Sometimes I almost feel sorry for David Cameron. He really seemed to believe that walking out of the Brussels summit in December would begin to end his EU troubles.
Far from it. As Shadow Foreign Secretary Douglas Alexander said in the Guardian this morning: “The unanswered question after this summit [the one which has just ended] remains what exactly David Cameron achieved by walking out of the EU negotiations last month? With the EU institutions now involved, it seems clear that all his earlier phantom veto achieved was to undermine British influence.”
The Brussels summit which ended yesterday endorsed the use of the European Court of Justice (ECJ) to enforce the “fiscal pact”. Britain reserved its position, along with the Czech Republic, the only other EU member state to do so.
This latest climb-down by the British Prime Minister makes it even clearer that David Cameron achieved absolutely nothing by walking out of the last Brussels summit. He did not “veto” the treaty; he quite simply did not sign up to it. A veto implies preventing or stopping something happening. Cameron did not achieve this.

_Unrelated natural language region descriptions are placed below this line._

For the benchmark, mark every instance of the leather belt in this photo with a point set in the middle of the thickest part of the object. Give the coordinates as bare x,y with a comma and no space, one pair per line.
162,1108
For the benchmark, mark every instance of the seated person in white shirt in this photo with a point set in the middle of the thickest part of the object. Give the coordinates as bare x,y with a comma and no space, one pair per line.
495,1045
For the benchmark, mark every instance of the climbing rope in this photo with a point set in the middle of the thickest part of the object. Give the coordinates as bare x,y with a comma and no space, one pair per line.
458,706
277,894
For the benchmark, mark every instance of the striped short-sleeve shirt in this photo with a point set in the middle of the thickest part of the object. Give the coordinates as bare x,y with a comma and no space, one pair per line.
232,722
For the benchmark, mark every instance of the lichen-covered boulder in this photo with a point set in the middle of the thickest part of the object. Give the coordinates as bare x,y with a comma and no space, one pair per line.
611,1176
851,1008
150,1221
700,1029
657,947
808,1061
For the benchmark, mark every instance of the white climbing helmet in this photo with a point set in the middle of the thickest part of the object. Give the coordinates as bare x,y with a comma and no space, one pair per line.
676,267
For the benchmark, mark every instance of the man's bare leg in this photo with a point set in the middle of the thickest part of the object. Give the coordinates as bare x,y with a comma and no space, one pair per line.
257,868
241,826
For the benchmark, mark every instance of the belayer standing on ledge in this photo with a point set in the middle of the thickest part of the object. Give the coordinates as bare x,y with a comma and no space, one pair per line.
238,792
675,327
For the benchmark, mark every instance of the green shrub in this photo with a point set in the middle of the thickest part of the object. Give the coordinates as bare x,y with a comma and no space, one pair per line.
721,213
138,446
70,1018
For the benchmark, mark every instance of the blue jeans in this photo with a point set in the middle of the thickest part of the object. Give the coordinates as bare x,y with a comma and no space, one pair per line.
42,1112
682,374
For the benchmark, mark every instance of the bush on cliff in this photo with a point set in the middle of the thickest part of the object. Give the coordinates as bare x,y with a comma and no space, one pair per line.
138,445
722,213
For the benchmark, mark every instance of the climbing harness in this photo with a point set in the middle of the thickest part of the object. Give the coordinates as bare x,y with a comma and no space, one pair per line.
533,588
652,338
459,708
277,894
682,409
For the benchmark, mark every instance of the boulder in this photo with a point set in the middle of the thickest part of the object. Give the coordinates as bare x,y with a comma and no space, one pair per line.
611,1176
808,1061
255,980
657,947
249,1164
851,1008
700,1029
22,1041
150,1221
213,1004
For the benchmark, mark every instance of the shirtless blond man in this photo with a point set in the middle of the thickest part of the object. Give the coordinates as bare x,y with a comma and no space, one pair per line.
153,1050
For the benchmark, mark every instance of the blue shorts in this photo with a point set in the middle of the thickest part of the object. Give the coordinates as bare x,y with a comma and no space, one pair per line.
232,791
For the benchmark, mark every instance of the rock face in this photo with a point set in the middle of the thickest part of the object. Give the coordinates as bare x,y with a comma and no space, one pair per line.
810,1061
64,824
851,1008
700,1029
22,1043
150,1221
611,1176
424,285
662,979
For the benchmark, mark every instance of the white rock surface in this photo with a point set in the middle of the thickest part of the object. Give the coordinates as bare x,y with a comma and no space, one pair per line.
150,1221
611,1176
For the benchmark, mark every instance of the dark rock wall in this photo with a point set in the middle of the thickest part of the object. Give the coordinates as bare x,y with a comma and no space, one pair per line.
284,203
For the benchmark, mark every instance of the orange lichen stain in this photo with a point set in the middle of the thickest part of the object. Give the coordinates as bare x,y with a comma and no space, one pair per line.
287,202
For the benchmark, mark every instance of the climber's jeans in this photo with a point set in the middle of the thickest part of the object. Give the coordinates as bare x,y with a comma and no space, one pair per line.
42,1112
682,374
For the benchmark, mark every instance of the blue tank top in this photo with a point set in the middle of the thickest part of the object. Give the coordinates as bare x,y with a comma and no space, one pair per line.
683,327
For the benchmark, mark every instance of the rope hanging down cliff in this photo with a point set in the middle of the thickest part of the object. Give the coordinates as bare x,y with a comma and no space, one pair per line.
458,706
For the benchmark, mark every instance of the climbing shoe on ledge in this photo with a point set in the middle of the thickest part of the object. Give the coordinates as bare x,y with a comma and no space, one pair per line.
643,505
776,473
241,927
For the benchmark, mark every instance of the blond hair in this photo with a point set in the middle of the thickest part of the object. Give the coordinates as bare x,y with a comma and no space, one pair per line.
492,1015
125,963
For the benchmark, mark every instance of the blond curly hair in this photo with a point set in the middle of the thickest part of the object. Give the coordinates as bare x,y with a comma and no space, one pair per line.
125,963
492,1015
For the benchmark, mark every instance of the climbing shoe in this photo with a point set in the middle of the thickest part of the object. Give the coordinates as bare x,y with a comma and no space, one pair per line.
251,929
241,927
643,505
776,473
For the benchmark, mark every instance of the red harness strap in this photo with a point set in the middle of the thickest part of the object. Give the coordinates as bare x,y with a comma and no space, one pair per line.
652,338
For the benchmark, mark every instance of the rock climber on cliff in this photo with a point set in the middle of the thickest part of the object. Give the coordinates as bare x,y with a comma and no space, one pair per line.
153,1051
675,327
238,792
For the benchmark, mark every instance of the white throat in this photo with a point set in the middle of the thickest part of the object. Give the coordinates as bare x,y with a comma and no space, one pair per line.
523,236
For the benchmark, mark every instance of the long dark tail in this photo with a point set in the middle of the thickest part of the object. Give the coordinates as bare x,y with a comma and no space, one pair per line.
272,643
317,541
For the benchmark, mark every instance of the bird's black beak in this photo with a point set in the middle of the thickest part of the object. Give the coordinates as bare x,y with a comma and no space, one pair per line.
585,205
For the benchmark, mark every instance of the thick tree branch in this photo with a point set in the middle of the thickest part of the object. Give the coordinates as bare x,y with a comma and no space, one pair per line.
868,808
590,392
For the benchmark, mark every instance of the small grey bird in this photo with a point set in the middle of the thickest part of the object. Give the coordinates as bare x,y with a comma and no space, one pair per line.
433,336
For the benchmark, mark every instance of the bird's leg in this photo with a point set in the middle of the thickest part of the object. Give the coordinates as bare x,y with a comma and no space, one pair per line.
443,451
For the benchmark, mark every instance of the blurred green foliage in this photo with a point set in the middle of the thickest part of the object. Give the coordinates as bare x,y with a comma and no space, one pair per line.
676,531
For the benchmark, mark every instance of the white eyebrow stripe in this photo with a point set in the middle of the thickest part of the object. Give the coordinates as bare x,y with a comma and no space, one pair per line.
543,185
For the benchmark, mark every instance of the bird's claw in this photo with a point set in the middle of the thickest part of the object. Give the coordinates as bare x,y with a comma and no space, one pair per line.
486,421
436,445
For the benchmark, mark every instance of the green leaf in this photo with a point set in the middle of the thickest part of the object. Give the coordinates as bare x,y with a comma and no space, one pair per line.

Rather he took himself and the UK away from the agreement. “Refusal to agree” or “abnegation of responsibility” would be better terms for David Cameron’s antics.
However, this is not the view of the feral Tory Eurosceptics.
Cameron’s personal woes are at home while our country’s are in the EU. Losing influence and being marginalised in Europe do not help the UK. Because of our geographical size and proud history, we should be a major player at the heart of Europe, leading the EU, one of the world’s major power blocs, in the direction which would be best for Britain.
Meanwhile, unable to perform in any credible way in the EU, David Cameron is facing a Eurosceptic backlash in the House of Commons as well as searing criticism from his own MEPs.
Speaking about Cameron’s volte-face on the use of the EU institutions to enforce the fiscal pact, Martin Callanan, Leader of the ECR Group, largely made up of British Tories, is quoted in the Guardian this morning as saying, “I blame a combination of appeasing Nick Clegg, who is desperate to sign up to anything the EU puts in front of him, and the practical reality that the pact is actually quite hard to prevent.”
Leading feral Eurosceptic backbencher Bernard Jenkin said, “The government cannot retreat from that [not agreeing to the treaty changes last month], or they will refuel demands for a referendum on the UK’s present terms of membership of the EU.”
So Cameron’s attempts to pacify his Eurosceptics at the expense of Britain being able to take its rightful place in the EU are failing miserably.
The embattled Mr Cameron is also facing criticism from the backbench mob for doing what Nick Clegg wants.
I always thought coalitions were about agreeing joint policies and taking them forward together. Not, it appears, in the modern Conservative Party who are behaving as if they won the last general election with an overall majority. They did not, and would do well to remember it.